NEW YORK, FEB. 16 -- Stock investors ignored bad news on interest rates, the dollar and commodity prices today as the Dow Jones average of 30 industrial stocks cracked the 2000 barrier for the first time since early January.
The Dow industrials rose 22.71 points to 2005.97, its first finish above 2000 since a 140.58-point plunge Jan. 8.
The Dow indicator has risen 110.25 points in the past five trading sessions.
"For a market that's not supposed to go up, that's a pretty good performance," said Jack Baker, head of block trading for Shearson Lehman Hutton Inc.
Stock analysts were at a loss to explain the market's strong performance, especially in light of a recent rise in interest rates. Usually higher rates hurt stock prices by threatening to slow down the economy and by providing an attractive investment alternative to stocks.
Interest rates, after a big rise Friday, continued to climb today. The yield on the Treasury's benchmark 30-year bond rose to 8.46 percent as its price fell about $3 for every $1,000 in face value.
Stocks got no help from the dollar, which weakened slightly against most major currencies.
And metals prices -- an early warning sign of commodity inflation -- rose strongly.
"It's kind of befuddling," said Charles Jensen, technical analyst for MKI Securities Corp. in New York.

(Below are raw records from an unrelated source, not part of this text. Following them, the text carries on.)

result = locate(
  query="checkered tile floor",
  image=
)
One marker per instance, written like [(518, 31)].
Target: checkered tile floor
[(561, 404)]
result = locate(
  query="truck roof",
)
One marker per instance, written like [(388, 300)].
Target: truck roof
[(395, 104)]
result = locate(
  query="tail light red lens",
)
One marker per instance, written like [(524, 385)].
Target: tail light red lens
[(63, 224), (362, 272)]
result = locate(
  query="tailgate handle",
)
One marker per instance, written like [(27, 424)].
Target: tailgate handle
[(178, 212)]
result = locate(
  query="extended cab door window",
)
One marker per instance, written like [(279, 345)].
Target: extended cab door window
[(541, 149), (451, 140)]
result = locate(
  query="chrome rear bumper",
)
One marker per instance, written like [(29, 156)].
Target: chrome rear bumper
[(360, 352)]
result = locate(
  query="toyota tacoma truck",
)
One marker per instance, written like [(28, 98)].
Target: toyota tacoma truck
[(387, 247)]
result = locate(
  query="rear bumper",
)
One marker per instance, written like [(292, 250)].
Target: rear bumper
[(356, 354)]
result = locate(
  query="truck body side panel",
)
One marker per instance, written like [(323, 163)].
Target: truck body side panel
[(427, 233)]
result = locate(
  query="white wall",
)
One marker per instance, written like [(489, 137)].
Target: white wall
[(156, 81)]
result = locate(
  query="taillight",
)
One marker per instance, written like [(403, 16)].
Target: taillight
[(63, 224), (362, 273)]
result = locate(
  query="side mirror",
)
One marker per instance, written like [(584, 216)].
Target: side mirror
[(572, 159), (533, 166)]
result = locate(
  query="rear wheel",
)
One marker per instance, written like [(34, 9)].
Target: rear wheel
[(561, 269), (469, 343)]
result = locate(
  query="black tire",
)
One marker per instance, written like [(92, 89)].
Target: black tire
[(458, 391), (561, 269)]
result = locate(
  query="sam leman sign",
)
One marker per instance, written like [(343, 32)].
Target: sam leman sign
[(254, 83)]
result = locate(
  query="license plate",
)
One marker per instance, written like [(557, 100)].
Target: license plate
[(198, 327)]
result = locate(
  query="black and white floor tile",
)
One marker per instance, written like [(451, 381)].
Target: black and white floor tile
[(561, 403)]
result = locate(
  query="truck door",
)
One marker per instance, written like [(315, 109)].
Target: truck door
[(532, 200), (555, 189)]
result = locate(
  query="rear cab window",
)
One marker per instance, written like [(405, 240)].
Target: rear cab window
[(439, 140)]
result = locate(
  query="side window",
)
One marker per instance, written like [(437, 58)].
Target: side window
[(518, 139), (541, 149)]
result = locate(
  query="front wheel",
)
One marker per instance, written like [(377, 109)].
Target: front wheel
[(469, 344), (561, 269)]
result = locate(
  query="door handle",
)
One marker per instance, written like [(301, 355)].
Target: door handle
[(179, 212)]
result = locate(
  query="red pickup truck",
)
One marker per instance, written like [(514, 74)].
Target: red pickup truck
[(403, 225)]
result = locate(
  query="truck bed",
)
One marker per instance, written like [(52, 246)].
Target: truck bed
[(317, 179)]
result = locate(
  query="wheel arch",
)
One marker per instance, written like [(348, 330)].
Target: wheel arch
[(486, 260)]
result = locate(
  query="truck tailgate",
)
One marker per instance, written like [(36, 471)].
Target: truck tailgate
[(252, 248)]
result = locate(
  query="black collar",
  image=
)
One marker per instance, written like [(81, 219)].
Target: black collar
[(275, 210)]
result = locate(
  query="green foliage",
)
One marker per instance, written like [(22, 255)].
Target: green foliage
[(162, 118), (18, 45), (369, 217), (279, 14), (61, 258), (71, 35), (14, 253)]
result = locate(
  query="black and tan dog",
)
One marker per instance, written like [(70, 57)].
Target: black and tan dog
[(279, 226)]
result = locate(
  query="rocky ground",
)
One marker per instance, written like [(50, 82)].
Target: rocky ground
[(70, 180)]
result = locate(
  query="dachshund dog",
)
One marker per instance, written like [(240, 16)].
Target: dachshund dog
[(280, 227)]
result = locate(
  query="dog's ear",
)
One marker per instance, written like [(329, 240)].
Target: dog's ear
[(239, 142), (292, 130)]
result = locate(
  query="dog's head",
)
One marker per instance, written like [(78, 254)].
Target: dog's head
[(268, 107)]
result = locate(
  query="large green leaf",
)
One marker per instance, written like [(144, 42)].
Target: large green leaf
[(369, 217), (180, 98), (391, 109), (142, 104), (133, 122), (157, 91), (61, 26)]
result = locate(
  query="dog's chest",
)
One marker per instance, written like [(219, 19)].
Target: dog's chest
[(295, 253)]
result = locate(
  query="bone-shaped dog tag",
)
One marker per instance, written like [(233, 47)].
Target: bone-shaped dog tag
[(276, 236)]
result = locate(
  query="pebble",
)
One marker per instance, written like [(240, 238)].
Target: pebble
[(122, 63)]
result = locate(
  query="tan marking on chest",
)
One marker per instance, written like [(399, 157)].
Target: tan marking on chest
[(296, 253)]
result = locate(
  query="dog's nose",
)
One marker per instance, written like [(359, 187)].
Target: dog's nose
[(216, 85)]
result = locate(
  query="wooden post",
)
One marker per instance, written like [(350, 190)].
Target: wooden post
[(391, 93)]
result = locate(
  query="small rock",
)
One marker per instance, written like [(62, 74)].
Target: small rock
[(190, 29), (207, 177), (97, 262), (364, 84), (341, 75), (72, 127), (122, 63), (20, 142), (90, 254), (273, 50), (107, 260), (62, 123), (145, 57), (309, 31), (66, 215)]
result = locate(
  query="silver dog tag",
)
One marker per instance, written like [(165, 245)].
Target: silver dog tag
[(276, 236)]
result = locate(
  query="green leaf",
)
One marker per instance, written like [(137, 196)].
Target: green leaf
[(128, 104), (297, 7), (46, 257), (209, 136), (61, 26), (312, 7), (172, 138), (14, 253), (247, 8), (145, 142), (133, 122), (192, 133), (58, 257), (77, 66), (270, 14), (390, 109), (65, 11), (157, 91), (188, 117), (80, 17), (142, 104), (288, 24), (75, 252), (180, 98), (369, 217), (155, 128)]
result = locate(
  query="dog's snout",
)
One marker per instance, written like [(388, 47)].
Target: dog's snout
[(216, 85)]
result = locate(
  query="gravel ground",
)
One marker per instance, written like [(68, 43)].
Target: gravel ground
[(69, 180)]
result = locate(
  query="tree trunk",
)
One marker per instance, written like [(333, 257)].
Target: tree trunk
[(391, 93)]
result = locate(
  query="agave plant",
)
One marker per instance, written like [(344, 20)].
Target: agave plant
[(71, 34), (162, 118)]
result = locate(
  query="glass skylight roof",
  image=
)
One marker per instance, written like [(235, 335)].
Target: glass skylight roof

Comments by Federal Reserve Chairman Alan Greenspan did not appear to move the market. Greenspan said in a Washington speech that the economy seems to be in equilibrium and gave no indication the Fed was ready to change its monetary policy.
Big Board volume totaled 135.38 million shares, down from 144.86 million in last Friday's session. The stock market was closed Monday for Presidents Day.
Firestone shot up 9 1/4 to 45. The company said it planned to spin off its worldwide tire business into a $1.5 billion joint venture to be 75 percent owned by Tokyo-based Bridgestone Corp.
Publishing companies were higher on takeover speculation after Pearson PLC's $283 million deal Monday to buy Addison-Wesley. Houghton Mifflin rose 3 7/8 to 31 7/8 and Grolier rose 1 1/8 to 13 1/4.
Santa Fe Southern Pacific rose 7/8 to 45 1/2 in heavy trading. Olympia & York, the Canadian developer, began a tender offer to increase its stake in the company by as many as 14 million shares.
Federated Department Stores jumped 3 1/8 to 63 3/4. Campeau Corp. said it was prepared to offer $66 a share to acquire the company in a definitive merger agreement.
Among blue-chip stocks, International Business Machines rose 1 3/4 to 113 3/4, General Motors rose 1 7/8 to 69 and General Electric rose 5/8 to 43 7/8.
Nationwide turnover in NYSE-listed issues, including trades in those stocks on regional exchanges and in the over-the-counter market, totaled 156.41 million shares.
The NYSE index rose 1.10 to 145.96.
Standard & Poor's index of 400 industrials rose 3.02 to 299.09, and S&P's 500-stock composite index rose 2.20 to 259.83.
At the American Stock Exchange, the market value index rose 1.93 to 278.93. The Nasdaq composite index for the over-the-counter market rose 1.47 points to 354.74.